What is a scheduler, and why does it matter?
The GPU is enormously powerful, but expensive and finite. Left unmanaged, it would sit idle between requests, or waste cycles waiting for a slow request while others queue up. The scheduler's one job is to make sure the GPU is always working — processing the right set of requests at every moment, no idle time, no wasted capacity.
This analogy captures the core insight: the old way (static batching) wastes capacity by holding fixed seats for the full journey. The new way (continuous batching) recycles seats the moment they free up. The rest of this chapter explains exactly how nano-vLLM implements the new way.
The problem with waiting for everyone
What is a "batch"?
A batch is a group of requests processed together in a single GPU forward pass. GPUs are designed for parallel computation — running 10 requests simultaneously is barely slower than running 1, up to the hardware limit. So the goal is always to process as many requests as possible at once. The question is: which requests, and when?
Static batching — the old approach
In static batching, a fixed batch of requests is assembled once and processed together from start to finish. Every request in the batch must complete before any new requests can join. If you start with 8 requests and 3 finish early, the GPU processes a batch of 5 for the rest — with 3 slots sitting empty.
Why is this bad? Consider a real scenario: Request A generates 500 tokens (a long essay). Requests B–H each generate 10 tokens (short answers). B–H finish quickly, but the entire batch is held open until A finishes its 500th token. The GPU runs at partial capacity — maybe 15% utilisation — for 490 token steps while waiting for A.
8 requests: 1 long (500 tokens) + 7 short (10 tokens each). Watch how utilisation collapses with static batching but stays high with continuous batching.
With continuous batching, the moment B–H finish at step 10, 7 new requests from the waiting queue fill those slots. The GPU never runs at partial capacity. The throughput difference is not marginal — it can be 5–10× more requests served per second on identical hardware.
Continuous batching — the key idea
Continuous batching treats the set of running requests as a living, breathing pool.

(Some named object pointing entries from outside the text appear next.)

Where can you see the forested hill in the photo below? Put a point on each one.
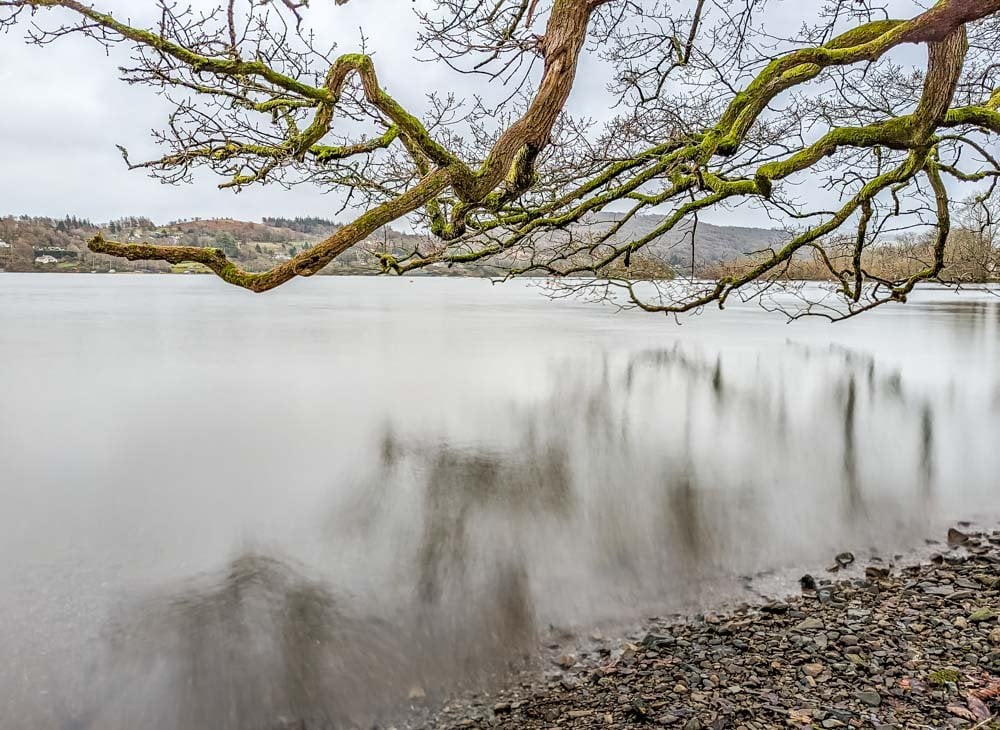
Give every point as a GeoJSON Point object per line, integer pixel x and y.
{"type": "Point", "coordinates": [713, 243]}
{"type": "Point", "coordinates": [60, 244]}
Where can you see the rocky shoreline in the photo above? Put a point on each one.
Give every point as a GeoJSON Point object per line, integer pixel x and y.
{"type": "Point", "coordinates": [892, 647]}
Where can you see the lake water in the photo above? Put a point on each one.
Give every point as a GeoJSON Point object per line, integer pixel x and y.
{"type": "Point", "coordinates": [218, 509]}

After every single decode step, the scheduler checks: did anyone finish? If yes — free their blocks immediately and pull in the next waiting request. The batch composition changes at every step. No request holds a "seat" beyond what it needs right now.
A request's lifecycle — four states
Every request in nano-vLLM is a Sequence object → Ch.02 with a status field. This status is a state machine — a formal way of saying the request can only be in one of four defined states, and transitions between them follow strict rules. The scheduler reads and writes this status on every step.
A state machine is like a traffic light: it can only be red, yellow, or green — never two at once — and it can only change in specific ways (red → green, not red → yellow). State machines make complex behaviour predictable and debuggable. Here are the four states a request moves through:
What the scheduler does on every single step
The scheduler's schedule() method is called once per engine step → Ch.02 — which means once per generated token across the entire running batch. It executes five actions in a fixed order. Understanding this order is the key to understanding the whole system.
Collect finished sequences — free their blocks immediately
First, the scheduler scans the running set for any sequence whose last generated token was an end-of-sequence (EOS) token, or that has reached max_tokens. For each finished sequence: call block_manager.free(seq) → Ch.04 to return its blocks to the free list, then move the sequence to FINISHED. This happens before anything else — freed blocks can immediately be used by new requests in the same step.
Append new slots for decoding sequences
Every sequence in DECODING is about to generate one more token. That new token needs a slot in the KV cache → Ch.03. The scheduler calls block_manager.append_slot(seq) for each decoding sequence — if the sequence has just crossed a block boundary (filled its last block), a new block is allocated from the free list. If no free blocks are available, this triggers preemption (step 4b below).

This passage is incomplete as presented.